All good points. The use of a prefilter will also reduce the need to clean the canister, but you'll have to clean the prefilter.


----------



## JennV420 (Feb 5, 2015)

I only take mine apart and rinse it about every 6 months. Everything is very stable, no algae issues at all and everyone is healthy and happy, fish and plants doing fantastic. I think as long as everything flowing and not plugged, leave it alone.
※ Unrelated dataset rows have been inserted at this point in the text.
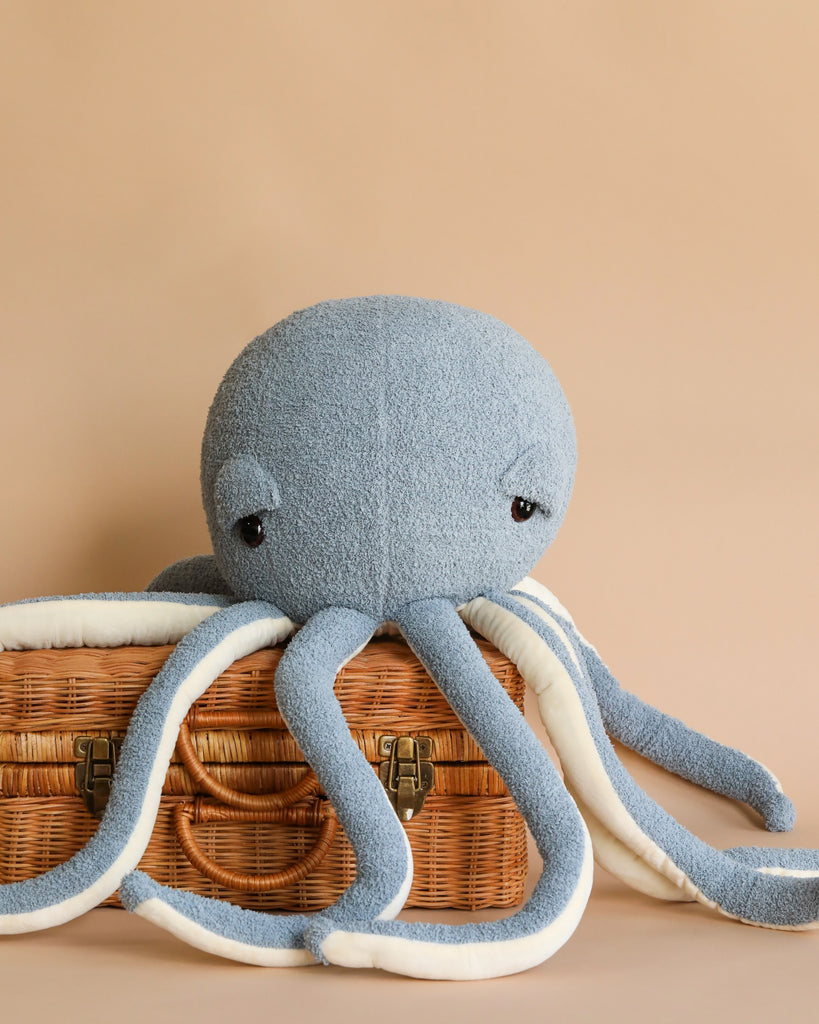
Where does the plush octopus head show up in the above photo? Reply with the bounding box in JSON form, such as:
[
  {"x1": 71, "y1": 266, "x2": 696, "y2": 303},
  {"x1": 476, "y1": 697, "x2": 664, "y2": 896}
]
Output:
[{"x1": 202, "y1": 296, "x2": 576, "y2": 622}]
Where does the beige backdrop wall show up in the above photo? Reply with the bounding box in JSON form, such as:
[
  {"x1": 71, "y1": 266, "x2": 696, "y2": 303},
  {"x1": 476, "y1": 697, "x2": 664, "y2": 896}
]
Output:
[{"x1": 0, "y1": 0, "x2": 819, "y2": 1019}]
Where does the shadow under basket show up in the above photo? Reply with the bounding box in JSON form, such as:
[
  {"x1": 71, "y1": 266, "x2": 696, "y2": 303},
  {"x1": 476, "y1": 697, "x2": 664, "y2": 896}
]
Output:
[{"x1": 0, "y1": 637, "x2": 527, "y2": 911}]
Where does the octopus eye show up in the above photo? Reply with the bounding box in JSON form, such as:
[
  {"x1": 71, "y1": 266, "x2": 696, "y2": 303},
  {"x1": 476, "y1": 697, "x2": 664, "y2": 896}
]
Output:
[
  {"x1": 512, "y1": 497, "x2": 552, "y2": 522},
  {"x1": 239, "y1": 515, "x2": 264, "y2": 548},
  {"x1": 512, "y1": 498, "x2": 537, "y2": 522}
]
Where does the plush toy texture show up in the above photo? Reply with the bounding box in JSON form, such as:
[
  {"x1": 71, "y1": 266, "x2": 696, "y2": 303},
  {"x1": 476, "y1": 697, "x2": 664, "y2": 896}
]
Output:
[{"x1": 0, "y1": 296, "x2": 819, "y2": 979}]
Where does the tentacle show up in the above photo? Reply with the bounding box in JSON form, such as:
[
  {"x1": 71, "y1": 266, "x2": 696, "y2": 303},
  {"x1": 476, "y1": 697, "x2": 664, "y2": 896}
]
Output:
[
  {"x1": 477, "y1": 594, "x2": 819, "y2": 929},
  {"x1": 305, "y1": 600, "x2": 592, "y2": 980},
  {"x1": 512, "y1": 580, "x2": 796, "y2": 831},
  {"x1": 145, "y1": 555, "x2": 230, "y2": 594},
  {"x1": 0, "y1": 603, "x2": 293, "y2": 933},
  {"x1": 120, "y1": 608, "x2": 413, "y2": 966},
  {"x1": 0, "y1": 591, "x2": 234, "y2": 650}
]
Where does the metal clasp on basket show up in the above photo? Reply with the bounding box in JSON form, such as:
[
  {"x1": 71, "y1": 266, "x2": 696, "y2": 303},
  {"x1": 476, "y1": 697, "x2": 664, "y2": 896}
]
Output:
[
  {"x1": 378, "y1": 736, "x2": 435, "y2": 821},
  {"x1": 74, "y1": 736, "x2": 122, "y2": 818}
]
Bump: I run a fluval and a 350 penguin side filter on a 75.


----------



## Mariostg (Sep 6, 2014)

jkan0228 said:


> I haven't cleaned my 2213 in over a year... Oops?


Hillarious.
I clean my 2211, 2213 and 2215 when about no water is coming out. Or recently in the case of my 2211 when I realized Oops, it's unplugged. Must have been like this for a couple of weeks. Oh well no problem, heavily planted.


----------



## someoldguy (Feb 26, 2014)

Eheim 2211,13,15 ... maybe every 6-9 months


----------



## majerah1 (Nov 6, 2010)

What is this cleaning you speak of? 

In all honestly it may be time for me to do ine. I think its been almost a year if not slightly over. In my defense the tank is a 40 breeder with an Eheim 2222 and has a total of three small fish and is planted.


----------



## TINNGG (Mar 9, 2005)

I've always been in the habit of changing out the fine pad when I do a w/c. Of course, my tank is more fish-centric so there's more bioload/feeding going on. That said, it's gotten more thorough cleanings twice in recent months due to a pair of angels and their unfortunate use of the intake as a spawning site - I unplugged the filter, so just drained/rinsed everything off good, plus filled with tap water. Yeah; probably killed the biofilter. Fortunately, I have a collection of sponge filters cycling in there so it didn't seem to cause any issue.


----------



## roadmaster (Nov 5, 2009)

mitchfish9 said:


> I clean mine about every 4-6 weeks. I only have one tank so I can do it kind of often. The flow does sim a little bit better after the filter cleaning.
> 
> Fluval 206 btw


 
+one^
Two eheim 2217's and one Rena XP3 once a month.


----------



## Idrankwhat (Mar 20, 2013)

I don't have Eheim, but I clean my canister every 4/5 weeks or the algae starts showing up. :icon_twis


----------



## bpb (Mar 8, 2011)

I go about once every 6 months. To be honest it's mostly the big foam block at the bottom and the felt at the top that get so gross. The actual media is never that dirty. Flow does increase immensely though when I do clean it


----------



## trapperwolves (Nov 26, 2011)

I don't have any Ehiems but I do have 5 Rena canisters running. 
I clean 1 every week which obviously translates to every 5 weeks a canister filter gets cleaned.


----------